Giants fan wins 100 years of season tickets...what about the taxes?

Gregory R. Hampton, a New York Giants fan FROM VIRGINIA, 'won' 100 years of NY Giants season tickets at last night's 2019 NFL Draft.



So, what's worse? PSL's as an investment, drafting Daniel Jones with the #6 pick, or winning 100 years of Giants tickets when you live in Virginia?

Well...winning tickets is similar to winning the lottery - and that means it’s subject to income tax. The approximate retail value of the prize package is $425,673.00 -- and the NFL added this to the contest rules, "Estimated taxes paid on Grand Prize Winner’s behalf (to help offset income tax liability imposed in connection with the Season Tickets) (to be based on prevailing supplemental federal tax rate each season and approximation of applicable state taxes based on prevailing rates)."

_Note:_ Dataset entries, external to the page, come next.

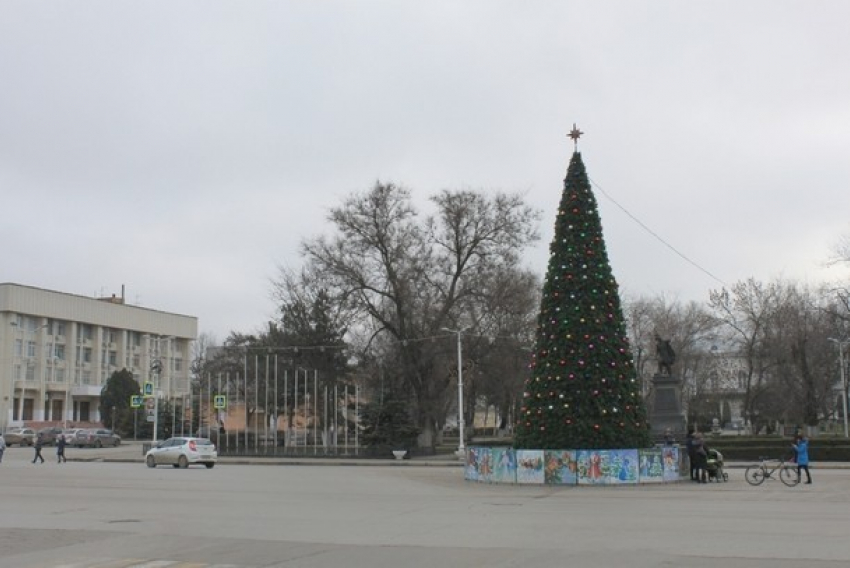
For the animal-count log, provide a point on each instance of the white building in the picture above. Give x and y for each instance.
(57, 351)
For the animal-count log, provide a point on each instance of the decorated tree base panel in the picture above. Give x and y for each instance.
(576, 467)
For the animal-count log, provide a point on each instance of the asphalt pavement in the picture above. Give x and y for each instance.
(105, 509)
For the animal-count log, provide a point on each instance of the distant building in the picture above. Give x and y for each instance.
(57, 351)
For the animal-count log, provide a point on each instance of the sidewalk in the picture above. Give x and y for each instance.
(131, 451)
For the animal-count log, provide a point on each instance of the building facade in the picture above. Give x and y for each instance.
(58, 350)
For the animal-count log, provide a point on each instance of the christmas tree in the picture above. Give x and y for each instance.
(583, 391)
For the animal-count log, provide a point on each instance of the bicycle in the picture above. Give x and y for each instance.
(756, 474)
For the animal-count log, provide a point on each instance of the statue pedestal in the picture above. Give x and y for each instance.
(667, 408)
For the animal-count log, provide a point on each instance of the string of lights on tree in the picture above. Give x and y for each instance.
(583, 390)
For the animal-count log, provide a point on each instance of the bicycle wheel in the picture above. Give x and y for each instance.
(754, 475)
(788, 475)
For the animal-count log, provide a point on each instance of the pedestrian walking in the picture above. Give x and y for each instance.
(39, 442)
(60, 448)
(801, 450)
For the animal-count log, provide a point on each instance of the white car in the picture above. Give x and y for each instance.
(182, 452)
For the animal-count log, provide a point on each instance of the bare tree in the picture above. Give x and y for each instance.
(747, 312)
(409, 278)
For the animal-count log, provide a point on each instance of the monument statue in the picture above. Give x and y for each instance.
(666, 356)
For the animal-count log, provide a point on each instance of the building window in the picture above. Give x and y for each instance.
(85, 332)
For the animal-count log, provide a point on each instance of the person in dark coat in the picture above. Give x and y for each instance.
(60, 448)
(39, 442)
(700, 458)
(692, 460)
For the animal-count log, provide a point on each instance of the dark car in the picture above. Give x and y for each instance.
(49, 435)
(21, 436)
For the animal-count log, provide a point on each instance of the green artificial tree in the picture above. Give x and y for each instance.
(583, 391)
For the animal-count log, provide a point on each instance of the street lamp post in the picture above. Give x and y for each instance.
(841, 344)
(461, 449)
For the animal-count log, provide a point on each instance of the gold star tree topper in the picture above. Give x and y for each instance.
(575, 133)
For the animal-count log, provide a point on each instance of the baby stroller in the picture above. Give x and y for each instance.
(714, 466)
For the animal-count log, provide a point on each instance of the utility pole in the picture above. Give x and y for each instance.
(841, 343)
(461, 449)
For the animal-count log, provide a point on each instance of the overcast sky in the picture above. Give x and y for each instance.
(183, 149)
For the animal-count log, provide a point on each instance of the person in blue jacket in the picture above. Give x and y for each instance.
(801, 447)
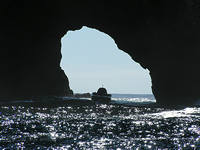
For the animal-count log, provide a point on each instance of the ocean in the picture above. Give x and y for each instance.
(129, 122)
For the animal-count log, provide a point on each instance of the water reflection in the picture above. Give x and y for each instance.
(99, 127)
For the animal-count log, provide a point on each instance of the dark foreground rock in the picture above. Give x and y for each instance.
(162, 35)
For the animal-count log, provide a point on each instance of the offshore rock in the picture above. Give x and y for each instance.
(162, 35)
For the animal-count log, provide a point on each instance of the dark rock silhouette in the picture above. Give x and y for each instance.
(162, 35)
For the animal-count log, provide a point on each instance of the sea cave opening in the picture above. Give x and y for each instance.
(91, 59)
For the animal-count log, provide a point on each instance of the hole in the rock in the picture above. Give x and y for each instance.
(91, 58)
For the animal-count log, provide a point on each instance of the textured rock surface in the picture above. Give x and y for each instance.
(162, 35)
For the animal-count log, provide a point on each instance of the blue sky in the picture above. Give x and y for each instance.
(91, 58)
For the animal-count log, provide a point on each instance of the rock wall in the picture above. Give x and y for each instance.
(162, 35)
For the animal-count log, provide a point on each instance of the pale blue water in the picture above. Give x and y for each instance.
(128, 125)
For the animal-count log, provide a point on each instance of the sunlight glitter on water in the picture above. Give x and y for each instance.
(99, 126)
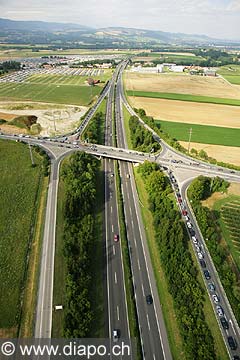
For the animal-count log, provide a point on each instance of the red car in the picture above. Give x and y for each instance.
(116, 238)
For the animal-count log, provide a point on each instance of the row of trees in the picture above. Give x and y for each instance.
(180, 271)
(142, 139)
(80, 177)
(209, 224)
(95, 130)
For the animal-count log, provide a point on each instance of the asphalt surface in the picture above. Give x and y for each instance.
(153, 334)
(116, 294)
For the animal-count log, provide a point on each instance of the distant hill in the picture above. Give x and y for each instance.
(59, 34)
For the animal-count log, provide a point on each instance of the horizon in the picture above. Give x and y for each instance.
(217, 19)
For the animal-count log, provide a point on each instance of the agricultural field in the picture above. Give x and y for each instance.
(202, 133)
(51, 88)
(231, 73)
(190, 113)
(230, 155)
(181, 84)
(184, 97)
(19, 193)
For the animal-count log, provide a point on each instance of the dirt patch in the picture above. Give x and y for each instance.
(182, 84)
(228, 154)
(53, 120)
(7, 117)
(189, 112)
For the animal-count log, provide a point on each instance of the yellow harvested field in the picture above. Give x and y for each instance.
(189, 112)
(228, 154)
(182, 84)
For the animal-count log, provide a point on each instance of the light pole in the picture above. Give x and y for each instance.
(189, 140)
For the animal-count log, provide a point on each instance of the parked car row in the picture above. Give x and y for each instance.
(232, 343)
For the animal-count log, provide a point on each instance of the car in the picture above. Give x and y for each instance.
(219, 310)
(211, 286)
(232, 343)
(194, 239)
(224, 323)
(115, 335)
(207, 274)
(149, 299)
(202, 263)
(215, 298)
(116, 238)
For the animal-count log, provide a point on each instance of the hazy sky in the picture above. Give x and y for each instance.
(217, 18)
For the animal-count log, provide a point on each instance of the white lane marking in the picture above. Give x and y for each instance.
(148, 322)
(232, 326)
(139, 267)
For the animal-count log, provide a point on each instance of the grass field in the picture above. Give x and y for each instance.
(18, 194)
(95, 269)
(189, 112)
(184, 97)
(202, 133)
(53, 88)
(181, 84)
(231, 73)
(231, 155)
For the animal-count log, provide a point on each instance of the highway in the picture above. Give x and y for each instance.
(153, 333)
(185, 168)
(116, 293)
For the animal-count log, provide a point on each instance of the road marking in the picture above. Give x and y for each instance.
(139, 267)
(232, 326)
(148, 323)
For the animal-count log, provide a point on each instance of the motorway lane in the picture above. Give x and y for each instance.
(153, 339)
(117, 305)
(233, 330)
(43, 324)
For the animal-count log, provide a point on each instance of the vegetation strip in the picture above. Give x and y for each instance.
(184, 97)
(200, 189)
(179, 269)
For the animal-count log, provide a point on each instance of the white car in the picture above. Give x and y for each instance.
(215, 298)
(194, 239)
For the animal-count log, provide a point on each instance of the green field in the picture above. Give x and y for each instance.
(18, 193)
(201, 133)
(229, 210)
(184, 97)
(231, 73)
(53, 88)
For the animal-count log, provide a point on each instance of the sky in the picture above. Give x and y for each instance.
(215, 18)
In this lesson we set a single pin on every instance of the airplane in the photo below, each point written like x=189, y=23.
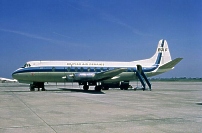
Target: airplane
x=101, y=74
x=5, y=80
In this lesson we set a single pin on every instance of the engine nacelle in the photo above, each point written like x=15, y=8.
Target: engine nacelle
x=83, y=76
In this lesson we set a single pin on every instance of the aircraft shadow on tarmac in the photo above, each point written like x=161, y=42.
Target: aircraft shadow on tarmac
x=80, y=90
x=62, y=89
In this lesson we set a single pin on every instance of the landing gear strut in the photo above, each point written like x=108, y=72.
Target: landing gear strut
x=37, y=85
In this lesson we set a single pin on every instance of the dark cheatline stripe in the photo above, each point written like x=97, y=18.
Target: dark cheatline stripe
x=158, y=59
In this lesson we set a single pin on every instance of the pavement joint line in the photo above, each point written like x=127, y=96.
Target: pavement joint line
x=107, y=122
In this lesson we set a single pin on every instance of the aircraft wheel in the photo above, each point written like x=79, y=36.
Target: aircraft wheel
x=32, y=87
x=85, y=87
x=98, y=88
x=105, y=88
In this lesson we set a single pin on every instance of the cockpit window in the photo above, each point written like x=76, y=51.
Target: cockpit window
x=27, y=65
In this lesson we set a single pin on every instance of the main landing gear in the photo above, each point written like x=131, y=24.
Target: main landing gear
x=37, y=85
x=97, y=88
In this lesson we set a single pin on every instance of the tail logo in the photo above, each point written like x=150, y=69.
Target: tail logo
x=162, y=49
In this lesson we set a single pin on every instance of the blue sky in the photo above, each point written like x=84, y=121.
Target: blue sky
x=112, y=30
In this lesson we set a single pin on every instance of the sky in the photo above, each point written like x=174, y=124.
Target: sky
x=106, y=30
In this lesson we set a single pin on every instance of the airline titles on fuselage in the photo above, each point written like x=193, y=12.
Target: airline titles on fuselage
x=85, y=64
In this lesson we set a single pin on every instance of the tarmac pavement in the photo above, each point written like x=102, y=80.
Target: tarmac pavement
x=170, y=107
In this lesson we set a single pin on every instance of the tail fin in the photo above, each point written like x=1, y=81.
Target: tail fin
x=162, y=55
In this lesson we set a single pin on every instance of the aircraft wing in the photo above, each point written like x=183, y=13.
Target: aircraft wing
x=170, y=64
x=109, y=74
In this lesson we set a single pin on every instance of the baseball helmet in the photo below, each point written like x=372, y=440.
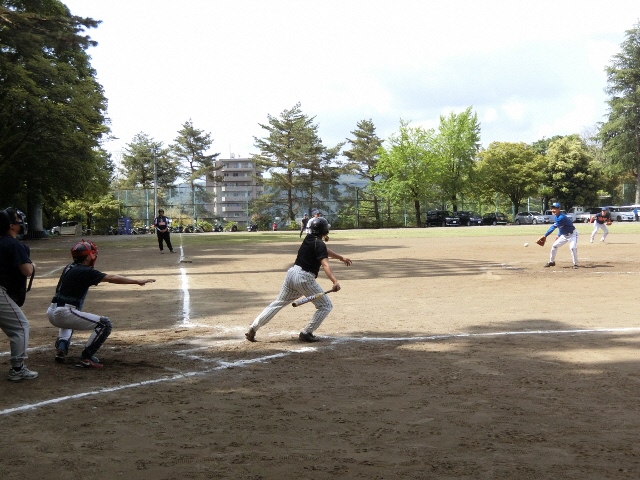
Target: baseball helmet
x=318, y=226
x=7, y=217
x=84, y=248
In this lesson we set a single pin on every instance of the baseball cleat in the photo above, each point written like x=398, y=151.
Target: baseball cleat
x=251, y=335
x=308, y=337
x=23, y=374
x=91, y=362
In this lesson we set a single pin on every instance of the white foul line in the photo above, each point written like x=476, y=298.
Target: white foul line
x=242, y=363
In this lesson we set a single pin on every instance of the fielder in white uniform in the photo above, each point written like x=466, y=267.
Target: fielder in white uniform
x=300, y=281
x=65, y=311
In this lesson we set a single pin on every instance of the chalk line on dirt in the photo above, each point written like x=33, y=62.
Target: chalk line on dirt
x=241, y=363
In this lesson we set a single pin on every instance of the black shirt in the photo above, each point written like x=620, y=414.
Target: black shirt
x=74, y=283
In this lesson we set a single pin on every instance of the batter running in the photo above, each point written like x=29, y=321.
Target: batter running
x=301, y=281
x=65, y=311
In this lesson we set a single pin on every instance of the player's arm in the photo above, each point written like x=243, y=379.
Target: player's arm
x=126, y=280
x=345, y=260
x=327, y=270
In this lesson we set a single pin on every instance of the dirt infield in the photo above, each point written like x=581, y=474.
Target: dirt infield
x=444, y=357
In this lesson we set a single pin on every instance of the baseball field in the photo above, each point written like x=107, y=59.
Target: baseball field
x=450, y=353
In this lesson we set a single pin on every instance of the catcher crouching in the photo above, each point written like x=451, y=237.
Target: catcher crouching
x=567, y=233
x=65, y=311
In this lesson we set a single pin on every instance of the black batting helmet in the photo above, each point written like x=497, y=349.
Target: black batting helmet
x=318, y=226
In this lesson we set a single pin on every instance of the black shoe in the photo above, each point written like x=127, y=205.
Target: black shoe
x=308, y=337
x=62, y=347
x=251, y=335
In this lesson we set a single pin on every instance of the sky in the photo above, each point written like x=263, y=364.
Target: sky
x=529, y=70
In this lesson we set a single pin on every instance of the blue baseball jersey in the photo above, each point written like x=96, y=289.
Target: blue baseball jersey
x=563, y=224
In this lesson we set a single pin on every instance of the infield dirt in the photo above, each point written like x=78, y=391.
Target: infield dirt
x=447, y=358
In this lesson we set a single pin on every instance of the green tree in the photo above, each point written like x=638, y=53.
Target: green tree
x=363, y=158
x=190, y=149
x=51, y=106
x=571, y=172
x=621, y=131
x=189, y=152
x=141, y=156
x=408, y=167
x=458, y=143
x=510, y=169
x=298, y=164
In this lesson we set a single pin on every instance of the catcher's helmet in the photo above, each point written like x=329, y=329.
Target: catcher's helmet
x=84, y=248
x=318, y=226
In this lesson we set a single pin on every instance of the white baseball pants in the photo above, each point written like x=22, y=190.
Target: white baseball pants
x=572, y=238
x=297, y=283
x=596, y=226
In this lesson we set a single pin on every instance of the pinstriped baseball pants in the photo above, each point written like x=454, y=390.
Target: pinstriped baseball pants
x=297, y=283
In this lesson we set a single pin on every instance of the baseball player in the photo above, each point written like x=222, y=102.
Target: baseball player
x=15, y=266
x=303, y=224
x=301, y=281
x=65, y=311
x=601, y=220
x=567, y=233
x=162, y=230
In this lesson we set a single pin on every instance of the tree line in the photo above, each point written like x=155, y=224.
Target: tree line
x=53, y=127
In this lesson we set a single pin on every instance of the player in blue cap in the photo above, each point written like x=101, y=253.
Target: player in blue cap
x=601, y=220
x=567, y=233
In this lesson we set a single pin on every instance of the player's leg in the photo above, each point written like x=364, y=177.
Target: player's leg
x=167, y=239
x=323, y=308
x=573, y=246
x=100, y=333
x=561, y=240
x=288, y=293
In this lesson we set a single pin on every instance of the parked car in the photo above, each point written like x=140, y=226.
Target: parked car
x=494, y=218
x=67, y=228
x=578, y=214
x=529, y=218
x=621, y=214
x=443, y=218
x=468, y=218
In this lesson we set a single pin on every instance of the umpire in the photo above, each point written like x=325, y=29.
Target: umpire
x=15, y=266
x=162, y=230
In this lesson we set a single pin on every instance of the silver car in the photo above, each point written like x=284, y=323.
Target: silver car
x=529, y=218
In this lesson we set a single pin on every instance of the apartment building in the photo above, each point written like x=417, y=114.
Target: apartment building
x=232, y=195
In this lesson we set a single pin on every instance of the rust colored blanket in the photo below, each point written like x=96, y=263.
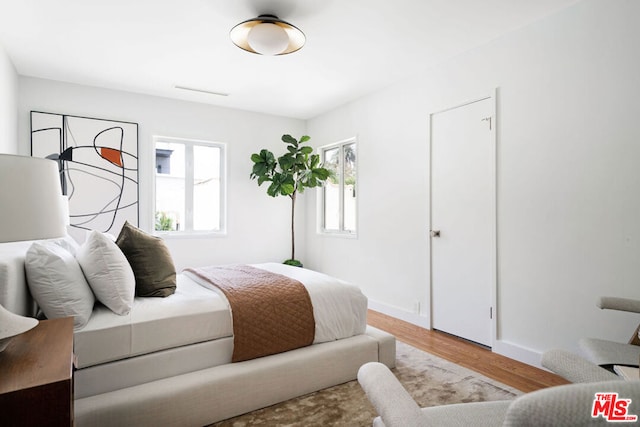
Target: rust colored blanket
x=271, y=313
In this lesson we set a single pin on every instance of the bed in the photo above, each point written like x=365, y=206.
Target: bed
x=168, y=361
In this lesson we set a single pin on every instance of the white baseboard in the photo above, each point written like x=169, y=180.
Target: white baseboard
x=504, y=348
x=521, y=354
x=398, y=313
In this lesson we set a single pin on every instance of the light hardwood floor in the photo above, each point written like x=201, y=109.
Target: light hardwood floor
x=508, y=371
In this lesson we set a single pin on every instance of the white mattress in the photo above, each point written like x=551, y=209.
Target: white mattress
x=191, y=315
x=339, y=308
x=197, y=314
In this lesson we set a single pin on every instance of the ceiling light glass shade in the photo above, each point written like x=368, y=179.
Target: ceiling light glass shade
x=267, y=35
x=32, y=205
x=12, y=325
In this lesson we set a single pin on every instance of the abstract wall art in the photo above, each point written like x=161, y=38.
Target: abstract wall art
x=98, y=164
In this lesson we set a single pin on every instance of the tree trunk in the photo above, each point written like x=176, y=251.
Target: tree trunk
x=293, y=233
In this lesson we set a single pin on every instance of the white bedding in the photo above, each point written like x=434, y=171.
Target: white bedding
x=195, y=314
x=339, y=308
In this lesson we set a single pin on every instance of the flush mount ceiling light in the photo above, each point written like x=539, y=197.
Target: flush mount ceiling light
x=267, y=35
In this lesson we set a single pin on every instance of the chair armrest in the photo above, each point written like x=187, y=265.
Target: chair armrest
x=391, y=400
x=621, y=304
x=575, y=368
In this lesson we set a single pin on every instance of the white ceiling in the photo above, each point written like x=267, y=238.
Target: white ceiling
x=353, y=47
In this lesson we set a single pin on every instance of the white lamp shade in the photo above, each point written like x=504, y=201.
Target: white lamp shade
x=268, y=39
x=12, y=324
x=31, y=202
x=267, y=35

Kelly Phillips Erb writes, "In other words, the NFL is grossing up the prize to account for the taxes. Grossing up is a term that you may also see in employment contracts and it means that the person or entity writing the check or issuing the prize is tacking on some extra dollars to help cover the tax liability. And as confusing as it sounds, the amount that’s grossed up is taxable, too (so yes, you have to gross up a little more).

"To claim his prize, Hampton must agree to fill out a form W-9. The contest’s terms and conditions make it clear that a form 1099 will be issued. Additionally, other than what’s clearly stated as a part of the prize, '[a]ll federal, state and local taxes…are the sole responsibility of winner.'"

CPA Practice Advisor adds, "Even when pay is grossed up for taxes, it still might not cover all the taxes. Federal income tax has progressive tax rates. As an employee earns more, they are subject to a higher tax rate. Many states have progressive income tax rates, too."

Why, yes -- Virginia has a progressive income tax.